> how much they disparage the previous team's work.
And many fail to discern between "disparage" and "critique" or even "Question in order to learn"
One of the greatest failings I've seen in leadership in our time is the idea that in order to make a critique one must come with a solution in hand. As a leader I want to know the things that are going wrong as soon as they're seen, not to require someone to go through the heavy lifting of a solution before they say a word. Now, of course, there's a difference between bitter unhelpful cynicism, and simply identifying a gap between the current state and optimality.
> And many fail to discern between "disparage" and "critique" or even "Question in order to learn"
I think I’ve had the conversation with new to my organization devs a few hundred times: “Look... saying code is crap or stupid is telling others you’ve given up on learning. How about asking why it is the way it is?”
> greatest failings I've seen in leadership in our time is the idea that in order to make a critique one must come with a solution in hand.
The pattern works at very high levels in an org chart, but with developers and those that manage them it breaks the whole concept of problem solving. You have to be able to identify and understand problems before you can come up with a solution... and usually, with software, the solution is developer hours.
I always pick apart previous teams' work.. it's how I learn. I question most every decision because I'm curious why they made those decisions. And it lets me think about how I'd do it better.
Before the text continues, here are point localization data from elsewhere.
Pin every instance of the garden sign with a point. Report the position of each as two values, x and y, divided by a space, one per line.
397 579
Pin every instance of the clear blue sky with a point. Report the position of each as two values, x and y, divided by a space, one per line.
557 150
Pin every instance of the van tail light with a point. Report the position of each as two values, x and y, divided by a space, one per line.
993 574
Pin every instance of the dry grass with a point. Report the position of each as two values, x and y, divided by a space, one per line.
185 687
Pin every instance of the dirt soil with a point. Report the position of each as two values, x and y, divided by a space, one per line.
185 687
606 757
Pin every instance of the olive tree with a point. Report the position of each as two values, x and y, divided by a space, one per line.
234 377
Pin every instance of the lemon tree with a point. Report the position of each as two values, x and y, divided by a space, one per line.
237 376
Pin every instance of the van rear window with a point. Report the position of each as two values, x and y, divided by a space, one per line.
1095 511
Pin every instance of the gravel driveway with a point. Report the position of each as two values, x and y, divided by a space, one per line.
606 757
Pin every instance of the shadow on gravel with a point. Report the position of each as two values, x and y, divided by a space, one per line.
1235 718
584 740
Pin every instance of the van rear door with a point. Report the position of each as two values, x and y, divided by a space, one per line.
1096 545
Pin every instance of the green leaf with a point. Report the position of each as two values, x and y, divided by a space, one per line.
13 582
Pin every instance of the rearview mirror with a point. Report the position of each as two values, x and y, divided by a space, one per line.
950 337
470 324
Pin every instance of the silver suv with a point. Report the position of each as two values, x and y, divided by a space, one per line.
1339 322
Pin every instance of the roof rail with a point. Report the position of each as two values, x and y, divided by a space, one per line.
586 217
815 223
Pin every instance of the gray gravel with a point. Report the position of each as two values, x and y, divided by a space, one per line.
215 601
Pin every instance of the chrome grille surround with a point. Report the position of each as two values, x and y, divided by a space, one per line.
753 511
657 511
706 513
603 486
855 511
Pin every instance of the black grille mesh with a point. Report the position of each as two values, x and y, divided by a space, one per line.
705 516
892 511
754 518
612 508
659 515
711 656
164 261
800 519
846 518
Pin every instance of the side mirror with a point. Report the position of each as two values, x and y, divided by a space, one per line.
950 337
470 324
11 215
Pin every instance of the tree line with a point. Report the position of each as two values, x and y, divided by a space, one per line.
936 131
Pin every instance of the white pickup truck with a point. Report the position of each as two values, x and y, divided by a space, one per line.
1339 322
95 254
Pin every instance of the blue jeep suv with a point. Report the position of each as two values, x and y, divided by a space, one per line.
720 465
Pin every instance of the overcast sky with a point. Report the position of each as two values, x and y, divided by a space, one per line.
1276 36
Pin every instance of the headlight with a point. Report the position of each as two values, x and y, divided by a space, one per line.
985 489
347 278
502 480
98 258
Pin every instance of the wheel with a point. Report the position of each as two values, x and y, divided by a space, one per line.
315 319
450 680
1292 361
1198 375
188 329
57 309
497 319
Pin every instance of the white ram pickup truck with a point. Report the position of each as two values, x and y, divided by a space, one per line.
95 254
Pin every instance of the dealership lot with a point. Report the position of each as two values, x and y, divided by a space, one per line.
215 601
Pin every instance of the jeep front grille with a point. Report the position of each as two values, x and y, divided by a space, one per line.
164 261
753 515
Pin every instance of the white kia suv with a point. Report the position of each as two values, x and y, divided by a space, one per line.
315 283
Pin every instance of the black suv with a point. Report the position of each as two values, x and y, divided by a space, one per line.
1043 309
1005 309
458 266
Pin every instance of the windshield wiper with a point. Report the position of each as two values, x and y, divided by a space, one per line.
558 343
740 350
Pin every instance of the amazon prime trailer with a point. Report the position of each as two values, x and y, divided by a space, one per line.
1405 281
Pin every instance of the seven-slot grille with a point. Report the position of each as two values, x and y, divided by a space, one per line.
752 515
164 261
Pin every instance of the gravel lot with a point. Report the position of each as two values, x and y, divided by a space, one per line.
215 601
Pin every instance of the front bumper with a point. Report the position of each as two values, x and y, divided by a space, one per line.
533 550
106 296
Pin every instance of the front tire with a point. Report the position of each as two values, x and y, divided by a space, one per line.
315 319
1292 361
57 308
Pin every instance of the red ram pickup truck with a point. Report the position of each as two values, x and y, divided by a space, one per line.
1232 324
And yes, I know that many poor decisions are not necessarily the developer's fault. It could be bad specs, lack of time, etc.
In most cases, "better" means different things in different contexts. (Customer-driven vs performance-driven, for example) Of course, this isn't news for most of us. Where I think a lot of us fall short is assuming that definition has changed since the code was written.
This harkens back to Chesterton’s Fence. It’s always worthwhile to interrogate why things were done the way they were, especially when first coming onto a project. Knowing the why of a decision is essential to understanding if and how it should be changed. Especially if the reason is “this is what we had the time and knowledge to do at the time.”
> It’s always worthwhile to interrogate why things were done the way they were
It really isn't. A lot of the time you end up spending a lot of effort to understand something that was dumb to start with and has been dumb ever since. Something like the bullshit asymmetry principle applies - any idiot can take 5 minutes to write a line of code that will baffle a team of experts for hours. (I've done so often enough myself).
The people who have those answers have long gone. The only person left is a project manager who tells you it's up to you to figure it out. After you make a change in production they will come to you with questions after a few months, just when you assumed things must have gone well
One of the tells of an inexperienced engineer I use is how much they disparage the previous team's work.